The reproductive cycle of the cow consists of a series of events that occur in a definite order over a period of days. In the cow, this cycle averages 21 days in length, although this can range from 17 to 24 days. In this cycle, the reproductive system is prepared for potential establishment and maintenance of pregnancy. Alternatively, in the event that fertilization does not occur or that establishment or maintenance of pregnancy fails, the female returns to estrus. Figures 2 and 3 show the ovarian changes and sequence of events in a typical 21-day cycle in which pregnancy does not occur.
- Days 0 to 1
The cow is in for estrus (standing heat) on Day 0 for an average of 18 hours (range 8 to 24 hours). Shortly after onset of estrus, a surge of LH is released by the pituitary gland. About 30 hours after the start of the standing heat, the mature dominate follicle ruptures (ovulates).
- Days 1 to 2
The cells that formerly lined the follicle change and become the luteal cells of the corpus luteum. This change in cell forms is caused by hormonal action, primarily that of LH.
- Days 2 to 5
The corpus luteum grows rapidly in both size and function.
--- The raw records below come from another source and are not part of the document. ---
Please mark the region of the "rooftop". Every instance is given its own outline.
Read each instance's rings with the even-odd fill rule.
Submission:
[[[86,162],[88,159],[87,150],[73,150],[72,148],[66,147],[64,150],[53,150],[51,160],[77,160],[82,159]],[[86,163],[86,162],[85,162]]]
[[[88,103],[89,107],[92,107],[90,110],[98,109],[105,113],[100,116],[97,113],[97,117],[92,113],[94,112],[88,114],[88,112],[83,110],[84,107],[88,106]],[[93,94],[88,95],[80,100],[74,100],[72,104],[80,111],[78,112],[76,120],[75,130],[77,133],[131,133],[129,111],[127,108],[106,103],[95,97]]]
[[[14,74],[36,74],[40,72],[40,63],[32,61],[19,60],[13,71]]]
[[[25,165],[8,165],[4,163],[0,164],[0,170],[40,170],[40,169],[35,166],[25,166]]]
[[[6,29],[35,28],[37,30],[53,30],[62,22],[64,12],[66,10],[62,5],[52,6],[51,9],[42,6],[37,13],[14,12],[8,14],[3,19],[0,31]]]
Numerous follicles may be seen on the ovary at this stage, but by Day 5 they have begun to regress.
- Days 5 to 16
The corpus luteum continues to develop and reaches its maximum growth and function about Day 10. It secrets the hormone progesterone, which inhibits (blocks) LH release by the pituitary gland. During this period, the ovaries are relatively inactive except for the functional corpus luteum and wave-like follicular development. A dominant follicle will reach maturity but the existence of the high levels of progesterone inhibit estrus and ovulation.
- Days 15-17
The corpus luteum regresses rapidly due to luteolytic activity of the uterus caused by the release of the hormone, prostaglandin F2a.
- Days 18 to 2
The corpus luteum is almost non-functional and this releases the blocking action of progesterone. Of the several follicles that commence growth, one becomes more prominent by a surge in rapid growth and activity. As the dominate follicle grows, it secretes increasing amounts of estradiol. The remainder of the follicles regress.
- Day 21 or 0
With the increase in estradiol release by the dominant follicle and a corresponding decrease in progesterone by the regressing corpus luteum, estrus or heat will occur (cycle has now returned to Day 0). The high estradiol level in the blood triggers a release of LH near the end of heat. Following this surge in blood levels of LH, the mature follicle ruptures to release the ovum and the cellular tissue left behind becomes luteinized in response to the stimulation of a hormonal complex to form a new corpus luteum (cycle has now returned to Days 1 and 2). Progesterone again becomes the dominant hormone.
It should be noted that the timing given for the preceding events is only approximate and differs from female to female based on cycle length and the number of follicular waves per cycle. It should also be noted that, if fertilization occurs, and the maternal recognition process begins by the release of interferon tau, the corpus luteum does not regress but continues to function by secreting progesterone for maintenance of pregnancy.